Elasticsearch — Setting up a synonyms search

Hey folks! Throughout this post, we will see how to configure a basic synonyms search using Elasticsearch (:

Regardless the expertise with Elasticsearch, you might be able to understand this basic implementation.

To keep this post short, we will go through the most basic implementation, I may write more about this topic in the future, let’s start! (:

Our Problem

After some investigation, we noticed that in Brazil notebook is a synonym for laptop, all our competitors have updated they systems to work with that. It’s our turn to fix it, increase our sales and make our customers happy again :)

With this in mind, let’s start setting up the Elasticsearch environment.

Setting up the environment

To start the Elasticsearch cluster run:

$ docker run -p 9200:9200 docker.elastic.co/elasticsearch/elasticsearch:6.0.0

We are supposed to see something like this on the console:

...
[2017-11-24T21:19:48,835][INFO ][o.e.x.s.t.n.SecurityNetty4HttpServerTransport] [3FHsLdj] publish_address {172.17.0.2:9200}, bound_addresses {0.0.0.0:9200}
[2017-11-24T21:19:48,836][INFO ][o.e.n.Node ] [3FHsLdj] started
[2017-11-24T21:19:48,923][INFO ][o.e.g.GatewayService ] [3FHsLdj] recovered [0] indices into cluster_state

Note: if you get the max virtual memory areas error, you can run sudo systcl -w vm.max_map_count=262144 , I also recommend you search for this error to understand this workaround.

Our Elasticsearch cluster is running, to make sure it’s working properly we can access the http://localhost:9200/ and we should see something like this:

{
name: "3FHsLdj",
cluster_name: "docker-cluster",
cluster_uuid: "d3TUN9siQiWAnziLqK3K7w",
version: {
number: "6.0.0",
build_hash: "8f0685b",
build_date: "2017-11-10T18:41:22.859Z",
build_snapshot: false,
lucene_version: "7.0.1",
minimum_wire_compatibility_version: "5.6.0",
minimum_index_compatibility_version: "5.0.0"
},
tagline: "You Know, for Search"
}

Or we call the REST API of our cluster:

$ curl -XGET 'localhost:9200/_cat/health?v&pretty'epoch      timestamp cluster        status node.total node.data shards pri relo init unassign pending_tasks max_task_wait_time active_shards_percent
1511623576 15:26:16 docker-cluster yellow 1 1 2 2 0 0 2 0 - 50.0%

Yeey!! Our cluster is working as expected, let’s create our index and set it up =)

Creating our index

$ curl -XPUT 'localhost:9200/laptops?pretty'{
"acknowledged":true,
"shards_acknowledged":true,
"index":"laptops"
}

Our index was successfully created, it’s time to insert some data!

If you need to understand the basic concepts such as index, access this link:

Inserting data in our index

$ curl -XPUT 'localhost:9200/laptops/doc/1?pretty&pretty' -H 'Content-Type: application/json' -d'
{
"title": "Laptop X1 i7 8gb RAM "
}
'

After inserting this doc we will get a result similar to this:

{
"_index" : "laptops",
"_type" : "doc",
"_id" : "1",
"_version" : 1,
"result" : "created",
"_shards" : {
"total" : 2,
"successful" : 1,
"failed" : 0
},
"_seq_no" : 0,
"_primary_term" : 1
}

Great!
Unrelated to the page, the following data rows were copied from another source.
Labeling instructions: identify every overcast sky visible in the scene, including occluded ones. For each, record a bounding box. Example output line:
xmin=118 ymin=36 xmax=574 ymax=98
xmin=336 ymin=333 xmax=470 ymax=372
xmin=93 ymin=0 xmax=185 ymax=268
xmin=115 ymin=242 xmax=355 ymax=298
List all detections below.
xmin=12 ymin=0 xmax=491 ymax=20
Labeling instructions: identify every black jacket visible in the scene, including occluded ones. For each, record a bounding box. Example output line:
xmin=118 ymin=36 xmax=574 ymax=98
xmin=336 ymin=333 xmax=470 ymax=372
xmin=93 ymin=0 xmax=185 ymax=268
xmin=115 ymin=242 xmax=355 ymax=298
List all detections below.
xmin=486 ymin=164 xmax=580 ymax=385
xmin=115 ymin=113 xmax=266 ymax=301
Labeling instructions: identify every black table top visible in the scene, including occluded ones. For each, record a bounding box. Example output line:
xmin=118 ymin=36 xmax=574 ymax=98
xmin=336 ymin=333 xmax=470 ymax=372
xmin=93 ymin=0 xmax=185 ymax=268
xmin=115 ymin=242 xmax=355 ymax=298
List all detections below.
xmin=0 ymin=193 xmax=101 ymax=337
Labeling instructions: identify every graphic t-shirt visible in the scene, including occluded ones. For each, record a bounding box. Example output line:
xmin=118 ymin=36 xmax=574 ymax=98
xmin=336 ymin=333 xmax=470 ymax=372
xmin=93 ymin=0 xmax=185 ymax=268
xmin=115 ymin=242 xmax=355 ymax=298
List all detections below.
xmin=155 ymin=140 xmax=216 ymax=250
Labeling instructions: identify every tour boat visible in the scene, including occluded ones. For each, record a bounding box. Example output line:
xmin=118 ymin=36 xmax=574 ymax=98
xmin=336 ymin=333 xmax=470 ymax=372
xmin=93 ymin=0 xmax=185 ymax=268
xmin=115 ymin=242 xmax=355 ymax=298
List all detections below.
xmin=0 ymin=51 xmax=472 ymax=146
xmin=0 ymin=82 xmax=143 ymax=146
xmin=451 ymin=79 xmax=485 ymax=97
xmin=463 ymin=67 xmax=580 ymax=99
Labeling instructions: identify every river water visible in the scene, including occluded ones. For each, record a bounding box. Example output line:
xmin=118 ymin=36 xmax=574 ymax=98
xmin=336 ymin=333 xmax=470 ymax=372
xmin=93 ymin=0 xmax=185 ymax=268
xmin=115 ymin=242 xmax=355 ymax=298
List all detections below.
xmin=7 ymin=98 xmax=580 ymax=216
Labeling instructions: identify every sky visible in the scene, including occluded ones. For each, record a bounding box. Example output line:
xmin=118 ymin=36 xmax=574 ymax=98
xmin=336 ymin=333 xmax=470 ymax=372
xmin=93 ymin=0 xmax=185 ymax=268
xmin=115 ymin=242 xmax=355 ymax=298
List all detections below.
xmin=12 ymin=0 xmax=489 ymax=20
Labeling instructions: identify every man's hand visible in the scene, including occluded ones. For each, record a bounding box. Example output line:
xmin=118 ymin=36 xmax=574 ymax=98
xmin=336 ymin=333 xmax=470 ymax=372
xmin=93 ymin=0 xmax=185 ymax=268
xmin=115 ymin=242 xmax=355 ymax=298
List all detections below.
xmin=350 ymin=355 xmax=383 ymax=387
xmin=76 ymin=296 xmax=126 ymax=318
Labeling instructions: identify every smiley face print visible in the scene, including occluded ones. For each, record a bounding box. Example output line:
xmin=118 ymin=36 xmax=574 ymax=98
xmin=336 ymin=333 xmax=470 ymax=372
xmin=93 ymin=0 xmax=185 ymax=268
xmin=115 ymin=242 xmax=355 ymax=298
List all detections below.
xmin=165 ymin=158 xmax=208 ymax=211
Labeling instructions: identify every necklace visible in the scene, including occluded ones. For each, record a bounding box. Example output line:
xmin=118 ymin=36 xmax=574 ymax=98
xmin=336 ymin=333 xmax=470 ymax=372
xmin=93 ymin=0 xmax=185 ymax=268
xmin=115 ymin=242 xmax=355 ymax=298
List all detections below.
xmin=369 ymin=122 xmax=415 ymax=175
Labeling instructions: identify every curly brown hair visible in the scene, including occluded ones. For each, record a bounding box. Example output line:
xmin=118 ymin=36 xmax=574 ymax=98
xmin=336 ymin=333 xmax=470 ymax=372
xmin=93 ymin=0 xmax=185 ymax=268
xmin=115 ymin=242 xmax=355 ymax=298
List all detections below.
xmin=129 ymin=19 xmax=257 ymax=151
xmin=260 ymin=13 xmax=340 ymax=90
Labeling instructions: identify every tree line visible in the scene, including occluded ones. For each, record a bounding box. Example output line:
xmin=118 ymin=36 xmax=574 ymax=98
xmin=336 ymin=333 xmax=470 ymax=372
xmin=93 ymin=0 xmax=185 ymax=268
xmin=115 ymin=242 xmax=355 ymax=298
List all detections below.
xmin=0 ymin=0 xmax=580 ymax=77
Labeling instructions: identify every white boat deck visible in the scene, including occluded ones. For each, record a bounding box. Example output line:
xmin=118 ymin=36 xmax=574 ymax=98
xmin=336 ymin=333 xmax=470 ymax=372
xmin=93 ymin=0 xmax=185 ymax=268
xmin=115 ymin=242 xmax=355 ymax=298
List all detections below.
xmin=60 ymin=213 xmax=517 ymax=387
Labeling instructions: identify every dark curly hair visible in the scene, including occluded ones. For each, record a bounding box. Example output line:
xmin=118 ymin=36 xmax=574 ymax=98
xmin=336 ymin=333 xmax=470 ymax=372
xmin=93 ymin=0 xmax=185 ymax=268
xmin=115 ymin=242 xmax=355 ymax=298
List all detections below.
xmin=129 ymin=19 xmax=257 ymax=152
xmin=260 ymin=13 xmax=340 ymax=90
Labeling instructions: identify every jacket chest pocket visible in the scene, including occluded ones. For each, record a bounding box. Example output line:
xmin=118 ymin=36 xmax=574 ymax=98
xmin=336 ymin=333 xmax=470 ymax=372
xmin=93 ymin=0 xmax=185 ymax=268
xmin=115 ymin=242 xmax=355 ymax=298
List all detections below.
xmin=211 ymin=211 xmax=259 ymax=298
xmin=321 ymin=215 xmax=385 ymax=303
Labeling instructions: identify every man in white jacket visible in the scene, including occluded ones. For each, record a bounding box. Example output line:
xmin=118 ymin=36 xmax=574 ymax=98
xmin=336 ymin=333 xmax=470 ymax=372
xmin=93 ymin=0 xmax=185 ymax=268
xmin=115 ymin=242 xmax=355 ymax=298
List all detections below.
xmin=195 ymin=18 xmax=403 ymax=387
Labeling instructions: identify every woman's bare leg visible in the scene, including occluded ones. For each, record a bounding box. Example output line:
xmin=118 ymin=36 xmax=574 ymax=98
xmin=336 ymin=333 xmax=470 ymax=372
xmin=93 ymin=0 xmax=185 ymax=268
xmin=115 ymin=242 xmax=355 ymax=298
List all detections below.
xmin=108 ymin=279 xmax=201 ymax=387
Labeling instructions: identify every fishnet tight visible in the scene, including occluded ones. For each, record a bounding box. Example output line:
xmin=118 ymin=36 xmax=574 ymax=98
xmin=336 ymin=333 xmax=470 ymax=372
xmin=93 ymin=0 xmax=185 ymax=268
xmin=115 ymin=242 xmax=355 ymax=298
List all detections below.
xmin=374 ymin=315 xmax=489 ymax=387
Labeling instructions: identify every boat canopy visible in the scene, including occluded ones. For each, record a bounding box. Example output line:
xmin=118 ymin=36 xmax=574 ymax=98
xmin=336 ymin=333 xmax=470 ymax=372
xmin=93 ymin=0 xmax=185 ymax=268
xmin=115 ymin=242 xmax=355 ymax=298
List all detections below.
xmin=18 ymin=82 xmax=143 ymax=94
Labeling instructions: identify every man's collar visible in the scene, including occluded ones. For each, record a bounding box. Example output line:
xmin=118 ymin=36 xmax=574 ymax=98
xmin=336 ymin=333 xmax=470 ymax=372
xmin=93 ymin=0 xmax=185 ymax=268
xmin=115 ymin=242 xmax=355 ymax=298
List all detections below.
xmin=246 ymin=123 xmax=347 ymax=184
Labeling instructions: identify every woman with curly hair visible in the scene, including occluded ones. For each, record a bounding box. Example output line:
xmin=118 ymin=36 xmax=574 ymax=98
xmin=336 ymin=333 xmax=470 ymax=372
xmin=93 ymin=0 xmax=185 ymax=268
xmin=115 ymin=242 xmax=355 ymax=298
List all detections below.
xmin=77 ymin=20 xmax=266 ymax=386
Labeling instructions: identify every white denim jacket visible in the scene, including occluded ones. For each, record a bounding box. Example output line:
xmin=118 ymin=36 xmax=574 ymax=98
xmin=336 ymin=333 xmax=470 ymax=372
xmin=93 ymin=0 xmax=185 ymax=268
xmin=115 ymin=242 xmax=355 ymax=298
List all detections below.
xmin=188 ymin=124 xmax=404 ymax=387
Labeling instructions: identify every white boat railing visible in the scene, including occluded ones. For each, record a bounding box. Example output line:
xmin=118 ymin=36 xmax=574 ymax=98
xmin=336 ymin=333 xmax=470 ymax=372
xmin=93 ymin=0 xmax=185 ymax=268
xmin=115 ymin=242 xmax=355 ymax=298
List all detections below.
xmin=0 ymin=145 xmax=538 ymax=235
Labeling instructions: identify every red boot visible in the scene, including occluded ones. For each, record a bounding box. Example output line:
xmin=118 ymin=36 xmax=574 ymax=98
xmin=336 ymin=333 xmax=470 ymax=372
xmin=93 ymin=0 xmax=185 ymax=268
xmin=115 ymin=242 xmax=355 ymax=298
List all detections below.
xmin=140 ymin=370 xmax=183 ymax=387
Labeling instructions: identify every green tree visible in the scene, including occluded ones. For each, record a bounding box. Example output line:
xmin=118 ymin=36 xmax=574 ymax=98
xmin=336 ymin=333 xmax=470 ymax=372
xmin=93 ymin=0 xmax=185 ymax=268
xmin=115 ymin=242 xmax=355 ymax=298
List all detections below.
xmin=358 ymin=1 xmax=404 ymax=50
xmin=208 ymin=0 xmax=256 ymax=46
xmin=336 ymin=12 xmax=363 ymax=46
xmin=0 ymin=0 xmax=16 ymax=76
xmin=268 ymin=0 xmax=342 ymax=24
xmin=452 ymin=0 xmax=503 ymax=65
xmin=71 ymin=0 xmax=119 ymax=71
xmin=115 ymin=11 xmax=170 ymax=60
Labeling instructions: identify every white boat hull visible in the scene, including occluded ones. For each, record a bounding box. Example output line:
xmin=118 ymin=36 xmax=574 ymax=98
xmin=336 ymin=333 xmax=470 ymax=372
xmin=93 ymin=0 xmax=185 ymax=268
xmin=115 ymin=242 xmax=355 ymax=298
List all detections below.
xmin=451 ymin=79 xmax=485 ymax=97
Let’s insert more data…

$ curl -XPUT 'localhost:9200/laptops/doc/2?pretty&pretty' -H 'Content-Type: application/json' -d'
{
"title": "Laptop X2 i5 4gb RAM "
}
'
$ curl -XPUT 'localhost:9200/laptops/doc/3?pretty&pretty' -H 'Content-Type: application/json' -d'
{
"title": "Laptop X3 i3 2gb RAM "
}
'
$ curl -XPUT 'localhost:9200/laptops/doc/4?pretty&pretty' -H 'Content-Type: application/json' -d'
{
"title": "Laptop Z1 i7 6gb RAM "
}
'

Cool! We have 4 laptops on our Elasticsearch, let’s search for them :D

The notebook treasure map

Ok, first let’s test the basic search request:

$ curl -XGET 'localhost:9200/laptops/_search?pretty' -H 'Content-Type: application/json' -d'
{
"query": { "match": { "title": "
notebook i7 8gb" } }
}
'

Using a match with notebook i7 8gb we will get two results:

{
"took" : 4,
"timed_out" : false,
"_shards" : {
"total" : 5,
"successful" : 5,
"skipped" : 0,
"failed" : 0
},
"hits" : {
"total" : 2,
"max_score" : 0.6931472,
"hits" : [
{
"_index" : "laptops",
"_type" : "doc",
"_id" : "4",
"_score" : 0.6931472,
"_source" : {
"title" : "Laptop Z1 i7 6gb RAM "
}
},
{
"_index" : "laptops",
"_type" : "doc",
"_id" : "1",
"_score" : 0.5753642,
"_source" : {
"title" : "Laptop X1 i7 8gb RAM "
}
}
]
}
}

We got these results because this query is using i7 and 8gb, the notebook term was ignored. As a user, we expect to get just the laptops with i7 and 8gb, let’s change our query to return only when those 3 requirements match.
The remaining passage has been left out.